The decision also follows the internal dispute in the Georgian Dream party over the appointment of Supreme Court judges, where Beselia is accusing the GD’s parliamentary leadership, including Speaker Irakli Kobakhidze, of lobbying specific nominees, who – she argues – “served Mikheil Saakashvili’s oppressive regime.”
“Emotionally, it is very difficult to say that I am leaving the political party that I have established together with Bidzina Ivanishvili,” Beselia said. “[But] GD has distanced from the ideals of October 1, 2012 elections; we have developed differences in terms of our values and our efforts in the last two years to free [the Georgian Dream] from remnants of the United National Movement have failed,” she went on.

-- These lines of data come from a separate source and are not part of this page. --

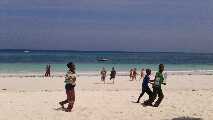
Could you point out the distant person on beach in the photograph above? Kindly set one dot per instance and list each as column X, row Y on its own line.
column 70, row 84
column 157, row 91
column 142, row 73
column 134, row 74
column 47, row 73
column 131, row 74
column 112, row 75
column 103, row 74
column 145, row 86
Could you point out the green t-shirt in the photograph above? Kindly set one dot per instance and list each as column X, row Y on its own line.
column 158, row 79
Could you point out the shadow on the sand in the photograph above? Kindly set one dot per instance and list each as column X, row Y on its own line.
column 103, row 83
column 187, row 118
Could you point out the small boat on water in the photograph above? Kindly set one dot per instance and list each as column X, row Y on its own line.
column 26, row 51
column 102, row 59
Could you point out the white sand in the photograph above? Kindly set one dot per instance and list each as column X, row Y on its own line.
column 36, row 98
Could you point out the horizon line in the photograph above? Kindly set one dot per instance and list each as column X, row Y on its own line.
column 119, row 51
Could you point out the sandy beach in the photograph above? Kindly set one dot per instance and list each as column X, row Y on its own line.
column 36, row 98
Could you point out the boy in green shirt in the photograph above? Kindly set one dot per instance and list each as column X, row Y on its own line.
column 157, row 91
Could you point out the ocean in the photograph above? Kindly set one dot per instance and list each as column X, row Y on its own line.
column 35, row 61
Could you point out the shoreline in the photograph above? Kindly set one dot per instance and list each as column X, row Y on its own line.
column 96, row 73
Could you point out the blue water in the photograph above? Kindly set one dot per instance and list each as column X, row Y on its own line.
column 19, row 61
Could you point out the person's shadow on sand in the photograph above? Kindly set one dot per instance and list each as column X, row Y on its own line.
column 58, row 109
column 187, row 118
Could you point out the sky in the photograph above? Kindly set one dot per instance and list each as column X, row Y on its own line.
column 107, row 25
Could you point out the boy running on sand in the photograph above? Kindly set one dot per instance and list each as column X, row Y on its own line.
column 145, row 86
column 157, row 91
column 103, row 74
column 70, row 80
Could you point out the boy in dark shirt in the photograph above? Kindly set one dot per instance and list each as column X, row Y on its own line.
column 157, row 91
column 145, row 86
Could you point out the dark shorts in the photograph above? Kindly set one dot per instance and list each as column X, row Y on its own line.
column 69, row 86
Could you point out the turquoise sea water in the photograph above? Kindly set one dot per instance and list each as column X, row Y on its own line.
column 18, row 61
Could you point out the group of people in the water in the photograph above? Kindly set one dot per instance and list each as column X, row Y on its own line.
column 70, row 83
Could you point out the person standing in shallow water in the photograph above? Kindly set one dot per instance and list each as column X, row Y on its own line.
column 112, row 75
column 103, row 74
column 70, row 84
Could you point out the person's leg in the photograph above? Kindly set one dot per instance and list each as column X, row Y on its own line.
column 160, row 97
column 142, row 93
column 71, row 100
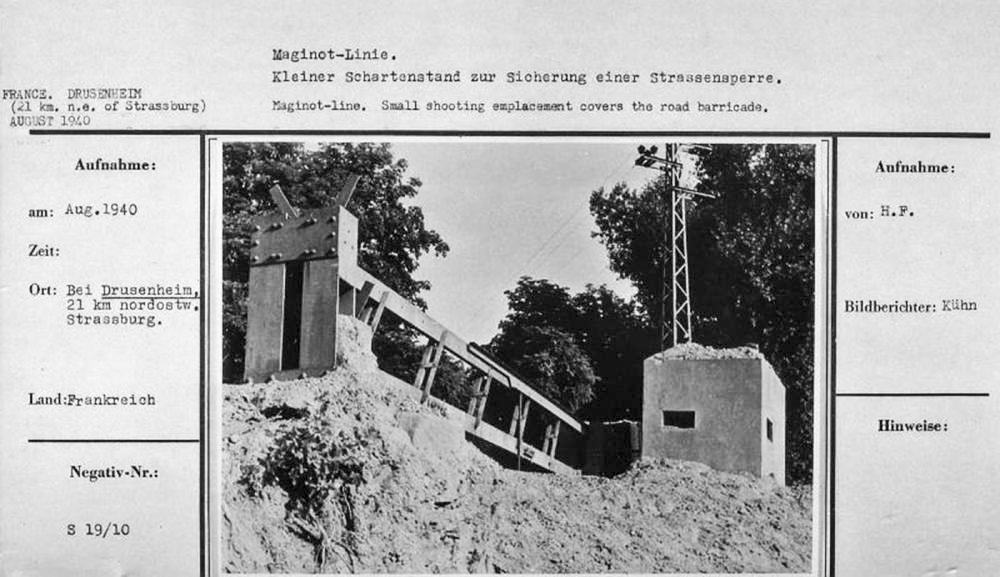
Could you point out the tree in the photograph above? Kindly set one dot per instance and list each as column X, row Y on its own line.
column 392, row 235
column 751, row 262
column 551, row 361
column 608, row 331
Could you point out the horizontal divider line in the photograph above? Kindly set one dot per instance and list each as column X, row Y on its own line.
column 151, row 297
column 114, row 441
column 913, row 394
column 625, row 133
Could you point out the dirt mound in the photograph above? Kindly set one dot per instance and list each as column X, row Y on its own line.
column 704, row 352
column 349, row 472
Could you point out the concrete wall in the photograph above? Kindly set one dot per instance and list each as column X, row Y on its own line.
column 725, row 395
column 773, row 409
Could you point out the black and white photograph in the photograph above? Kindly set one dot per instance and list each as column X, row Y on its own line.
column 537, row 355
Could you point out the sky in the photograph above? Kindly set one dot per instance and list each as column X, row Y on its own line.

Beselia said the Parliament Speaker and other GD lawmakers are lobbying “the judges who supported the oppressive regime of [Mikheil] Saakashvili and [Zurab] Adeishvili (Justice Minister from 2008 to 2012),” and are sidelining those who have a track record of going against the previous government.
“My decision is fair, reasonable and right, and I intend to continue my struggle together with those, who have never betrayed these ideals and their principles in exchange for comfort and government posts,” she added.
The lawmaker touched upon her future political plans as well, saying she will leave the Parliamentary majority and continue as an independent lawmaker. She also said she will hold consultations with other like-minded MPs of the ruling party on starting a new political platform.
The lawmaker also outlined her views on the judiciary reform, saying the High School of Justice, the body in charge of training the judges, and the High Council of Justice, the body overseeing the judiciary, have to be reformed, and that judges appointed to the Supreme Court “should not be associated with [Saakashvili’s] oppressive regime.”